Yayıncılığını Tripwire Interactive’in yaptığı, geliştiriciliğini ise Torn Banner Studios’un yaptığı Chivalry 2, birkaç gün önce çıkışını gerçekleştirdi. İkinci oyun hakkında incelememize geçmeden önce aslında ilk oyunun bizlere ne sunduğunu belirtmek gerek. İlk oyunda bildiğiniz gibi bir hikâye modu bulunmuyor yalnızca çevrimiçi maçlar yapabiliyorsunuz. Oyun daha gerçekçi ve zorlayıcı bir dövüş mekaniği sunarken bizlere de her şeyden önce arkadaşlarımızla veya tek başımıza eğlenebileceğimiz saatler sunuyordu. Bu yüzden ikinci oyundan da bu eğlenceyi ve daha kaliteli bir oyunu beklememiz gerek. Her şeyden önce ikinci oyunda da bir hikâye modu olmadığını belirteyim ancak oynarken insan keşke demeden duramıyor.
Oyunun üç farklı online modu bulunuyor. Bunlardan ilk 40 kişinin savaştığı, diğeri ise 64 kişinin savaştığı bir mod. Bir de Free for All modu var ancak asıl odak noktasının ilk iki mod olduğunu söylemek gerek. Bildiğiniz gibi ilk oyunda küçük alanlarda savaşıyordunuz. İkinci oyunun en büyük artısı artık haritaların çok daha büyük ve seviyeli olması. Örneğin, bir takım savunma diğer takım saldırı diyelim. Saldırı takımı bir kaleyi işgal etmeye çalışıyor ve kalenin dışından oyuna başlıyor. Savunma takımı ise oyuna önce kalenin dışında çalışan köylüler olarak başlıyor. Elinde kazması, küreği olan köylülerle kaleyi savunmaya başlıyorsunuz, ardından askerleri kontrol etmeye başlıyorsunuz. Kaleye yakın bir yere savaş geldiğinde ise bu sefer kaleden o filmlerde gördüğümüz savunmayı yapabiliyoruz. Örneğin, kale surlarından aşağıya taş atabiliyoruz. Kısaca savaş artık daha gerçekçi ve eğlenceli bir hale gelmiş. Ayrıca dediğim gibi oyuna birçok silah da eklenmiş, Battlefield oyunlarındaki küçük turretler gibi.

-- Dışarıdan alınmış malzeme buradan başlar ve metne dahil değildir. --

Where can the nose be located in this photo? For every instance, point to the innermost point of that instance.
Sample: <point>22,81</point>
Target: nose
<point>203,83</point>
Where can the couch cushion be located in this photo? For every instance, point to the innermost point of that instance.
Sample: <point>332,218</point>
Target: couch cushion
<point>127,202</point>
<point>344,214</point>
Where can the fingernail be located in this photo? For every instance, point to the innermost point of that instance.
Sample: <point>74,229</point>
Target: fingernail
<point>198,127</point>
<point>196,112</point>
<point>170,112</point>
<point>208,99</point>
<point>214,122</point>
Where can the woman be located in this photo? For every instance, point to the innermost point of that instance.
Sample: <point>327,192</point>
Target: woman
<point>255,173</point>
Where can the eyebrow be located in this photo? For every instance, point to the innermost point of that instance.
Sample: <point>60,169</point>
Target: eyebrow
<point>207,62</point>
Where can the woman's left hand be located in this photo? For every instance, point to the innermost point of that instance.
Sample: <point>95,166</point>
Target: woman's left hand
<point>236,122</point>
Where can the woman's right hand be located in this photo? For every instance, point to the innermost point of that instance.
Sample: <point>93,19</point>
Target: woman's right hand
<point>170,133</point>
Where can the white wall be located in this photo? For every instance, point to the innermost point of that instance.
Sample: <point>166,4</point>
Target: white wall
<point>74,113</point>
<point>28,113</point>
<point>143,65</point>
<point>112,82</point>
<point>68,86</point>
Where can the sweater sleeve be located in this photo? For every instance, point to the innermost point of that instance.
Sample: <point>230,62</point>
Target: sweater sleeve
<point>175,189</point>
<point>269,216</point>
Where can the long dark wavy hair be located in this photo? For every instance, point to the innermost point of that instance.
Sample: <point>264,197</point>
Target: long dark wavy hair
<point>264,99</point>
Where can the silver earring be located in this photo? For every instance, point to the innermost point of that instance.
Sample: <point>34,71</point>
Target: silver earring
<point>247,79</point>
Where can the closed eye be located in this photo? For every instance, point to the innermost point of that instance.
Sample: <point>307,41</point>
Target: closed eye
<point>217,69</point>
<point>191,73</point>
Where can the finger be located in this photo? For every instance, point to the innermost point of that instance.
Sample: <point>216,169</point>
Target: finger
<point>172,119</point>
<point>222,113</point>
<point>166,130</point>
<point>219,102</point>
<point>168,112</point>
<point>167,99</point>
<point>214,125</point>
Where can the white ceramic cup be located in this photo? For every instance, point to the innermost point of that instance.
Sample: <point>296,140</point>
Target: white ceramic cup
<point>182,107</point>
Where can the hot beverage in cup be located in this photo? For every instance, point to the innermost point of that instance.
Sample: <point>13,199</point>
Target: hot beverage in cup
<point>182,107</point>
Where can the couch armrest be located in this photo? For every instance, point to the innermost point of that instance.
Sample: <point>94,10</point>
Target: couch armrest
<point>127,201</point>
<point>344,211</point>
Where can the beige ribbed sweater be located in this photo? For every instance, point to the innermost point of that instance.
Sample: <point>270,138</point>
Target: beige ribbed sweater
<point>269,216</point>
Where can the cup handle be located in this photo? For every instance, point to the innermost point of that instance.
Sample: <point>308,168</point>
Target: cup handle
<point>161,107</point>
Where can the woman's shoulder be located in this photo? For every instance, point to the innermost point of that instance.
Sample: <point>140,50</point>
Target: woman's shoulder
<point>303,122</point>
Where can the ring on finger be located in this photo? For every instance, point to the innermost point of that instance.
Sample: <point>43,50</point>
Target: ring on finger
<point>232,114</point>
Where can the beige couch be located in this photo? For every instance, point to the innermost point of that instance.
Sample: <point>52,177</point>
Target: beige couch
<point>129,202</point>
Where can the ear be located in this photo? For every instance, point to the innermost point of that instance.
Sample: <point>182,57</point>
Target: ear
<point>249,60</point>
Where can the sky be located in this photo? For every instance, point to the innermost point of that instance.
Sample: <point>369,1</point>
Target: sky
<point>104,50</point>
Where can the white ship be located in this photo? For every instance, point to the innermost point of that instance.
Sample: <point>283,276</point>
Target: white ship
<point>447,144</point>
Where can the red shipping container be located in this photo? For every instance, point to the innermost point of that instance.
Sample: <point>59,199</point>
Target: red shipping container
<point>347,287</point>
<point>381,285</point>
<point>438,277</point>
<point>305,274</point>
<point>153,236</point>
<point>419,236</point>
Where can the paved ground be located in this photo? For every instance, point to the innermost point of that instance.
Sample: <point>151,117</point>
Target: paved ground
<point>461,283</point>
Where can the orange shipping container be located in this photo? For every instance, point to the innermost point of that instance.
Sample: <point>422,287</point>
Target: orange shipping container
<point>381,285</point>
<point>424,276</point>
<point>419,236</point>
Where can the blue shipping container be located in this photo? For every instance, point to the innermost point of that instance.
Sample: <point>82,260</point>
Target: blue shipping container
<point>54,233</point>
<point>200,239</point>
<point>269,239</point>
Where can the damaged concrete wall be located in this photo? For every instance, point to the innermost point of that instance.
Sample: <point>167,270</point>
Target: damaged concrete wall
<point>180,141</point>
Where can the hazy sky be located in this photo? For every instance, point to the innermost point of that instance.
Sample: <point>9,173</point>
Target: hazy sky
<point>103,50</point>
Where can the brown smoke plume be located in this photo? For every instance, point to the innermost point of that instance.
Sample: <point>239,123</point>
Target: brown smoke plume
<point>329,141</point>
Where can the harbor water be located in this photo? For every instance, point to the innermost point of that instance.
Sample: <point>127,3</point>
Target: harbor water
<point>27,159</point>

Chivalry’nin en öne çıkan noktası şüphesiz oynanışı. Oyun kontrol etmesi zor bir savaş mekaniğine sahip. Bu oyunda da ilk oyundaki gibi karakterinizi zor kontrol ediyorsunuz. Aslında zor demekten ziyade alışması zor desem daha doğru olur. Yine ilk oyundaki gibi hantal bir yapıya sahip. Ancak bir süre oynayınca bu hantallığa alışıyorsunuz. İlk oyunun aksine bu sefer saldırı seçenekleriniz daha geniş. Artık birçok farklı açıdan düşmanlarınıza saldırabiliyor, bloklayabiliyor ve çeşitli kombolar yapabiliyorsunuz. Oyunda dört farklı sınıf bulunuyor: Vanguard, Archer, Footman ve Knight. Her sınıf farklı bir silaha sahip. Her sınıfın görünümünü özelleştirebiliyorsunuz. Ayrıca birçok online rekabetçi oyunda olduğu gibi bu oyunda da belirli bir sınıfa yoğunlaşarak o sınıfta karakteri geliştirebiliyorsunuz. Dediğim gibi oyun yine benzer ancak bir hayli geliştirilmiş bir oynanışa sahip. Oyunun girişindeki “eğitim” bölümünü oynamanızı da kesinlikle tavsiye ediyorum. Sizi oyuna alıştırıyor kesinlikle.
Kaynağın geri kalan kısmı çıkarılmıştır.